El Papa centró su reflexión en las mujeres que fueron al sepulcro y lo encontraron vacío. Mujeres abrumadas por la muerte de Jesús, pero que aguantaron y resistieron al sabor amargo de la injusticia como tantas madres de la actualidad, abuelas, niñas y jóvenes que resisten el peso y el dolor de la injusticia inhumana. «En ellas también vemos el rostro de aquellos que sufren el desprecio por ser inmigrantes, huérfanos de tierra, de casa, de familia; […] el rostro de tantas madres que lloran por ver cómo la vida de sus hijos queda sepultada bajo el peso de la corrupción, que quita derechos y rompe anhelos bajo el egoísmo cotidiano que crucifica y sepulta la esperanza de muchos, bajo la burocracia paralizante y estéril que no permite que las cosas cambien», agregó.

Bendición urbi et orbi

Pero la resurrección trae esperanza, aclaró Francisco. Esperanza concreta para los lugares martirizados de la tierra y para las situaciones que atormentan al ser humano. De ellas pasó revista, en su bendición urbi et orbi del Domingo de Resurrección.

Asomado al balcón central de la basílica de San Pedro, instó a llevar alivio a Siria, «martirizada por la guerra y el horror». Apremió a buscar la paz en Ucrania, Sudán del Sur, Somalia y la República Democrática del Congo. Imploró por las víctimas de los trabajos inhumanos, del tráfico de personas, de la explotación y discriminación, de las graves dependencias y de quien tiene el corazón herido por las violencias que padece dentro de los muros de su propia casa.

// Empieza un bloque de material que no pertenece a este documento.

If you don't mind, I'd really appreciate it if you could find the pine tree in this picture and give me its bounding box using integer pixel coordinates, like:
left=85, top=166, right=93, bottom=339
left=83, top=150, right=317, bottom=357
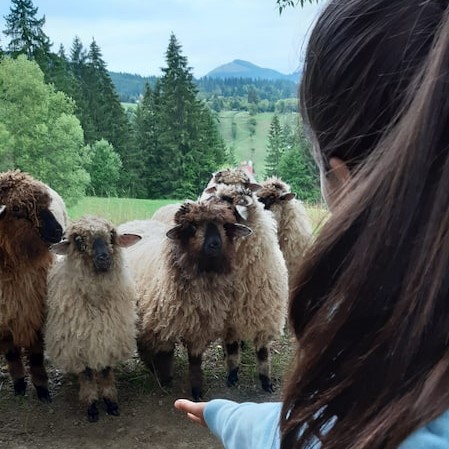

Lamentó las tensiones políticas y sociales en América Latina que, en algunos casos, han sido sofocadas con la violencia. Y solicitó que «se construyan puentes de diálogo, perseverando en la lucha contra la plaga de la corrupción y en la búsqueda de soluciones pacíficas válidas ante las controversias, para el progreso y la consolidación de las instituciones democráticas, en el pleno respeto del estado de derecho».

Y concluyó: «Este año los cristianos de todas las confesiones celebramos juntos la Pascua. Resuena así a una sola voz en toda la tierra el anuncio más hermoso. Es verdad, ha resucitado el Señor. Él, que ha vencido las tinieblas del pecado y de la muerte, de paz a nuestros días. Feliz Pascua».